• Tue
  • Jul 29, 2014
  • Updated: 12:39pm

Admiring Foster's humanist outlook

PUBLISHED : Saturday, 23 March, 2002, 12:00am
UPDATED : Saturday, 23 March, 2002, 12:00am
 

I refer to the report headlined 'Tower's Sunday service is domestic bliss for architect' (South China Morning Post, March 16).


As one of the architects of Hong Kong Station and co-author of the book of the same name, I have long been concerned about the livelihood of public architecture in Hong Kong. I believe that the role of urban architecture, in both the public and private sectors, must extend to the civic-minded service of the community-at-large. How refreshing it was, therefore, to read that Lord Norman Foster expressed delight at his HSBC headquarters plaza being put to public use every Sunday afternoon, as the Filipino community enjoys this unique urban space.


The architect conceived of the bank's headquarters as stacked micro-communities, the lowest of which would belong to the people.


Through this and other gestures, Lord Foster's superb creation brilliantly illustrates the noble aims of public architecture which can enrich a city.


The HSBC building reveals the humanist roots that characterise Lord Foster's work and reaffirms modern architecture's fulfilment of fundamentally democratic goals. But such aims are futile without the goodwill of a building's owners.


HSBC has admirably embraced its civic role by endorsing public use of its property, playing host to the heart-warming ritual played out each week beneath its glass underbelly.
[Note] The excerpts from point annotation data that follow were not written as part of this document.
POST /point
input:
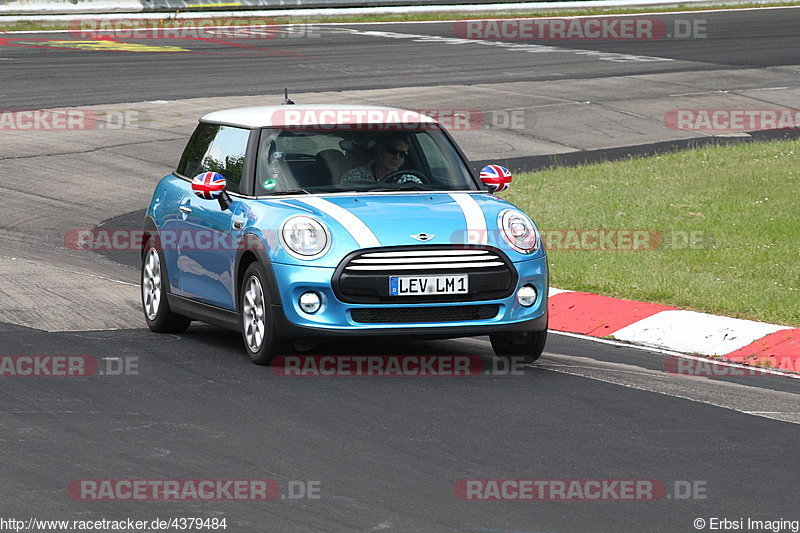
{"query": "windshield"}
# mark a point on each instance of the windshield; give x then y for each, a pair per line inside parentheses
(301, 161)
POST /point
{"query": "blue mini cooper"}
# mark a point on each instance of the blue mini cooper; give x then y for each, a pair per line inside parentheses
(290, 223)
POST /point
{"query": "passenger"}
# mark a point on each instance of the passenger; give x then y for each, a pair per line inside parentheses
(389, 153)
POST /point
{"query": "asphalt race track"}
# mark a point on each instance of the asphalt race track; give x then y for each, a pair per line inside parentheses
(383, 454)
Here, a financial institution has liberated one of its greatest assets into the public realm, to the street life of Hong Kong where it belongs.


The bank's willingness to welcome, without prejudice, the public domain on its doorstep is to be commended and should serve as a role model for some of its less hospitable neighbours, who reveal their underlying mean-spiritedness as they erect barriers to prevent Sunday gatherings.


Such landlords should feel negligent in failing to accept their civic duty.


Meanwhile, the public can take heart that some architects and their more enlightened clients will continue to see modern, socially-responsible, attractive architecture as the standard-bearer of urban civility.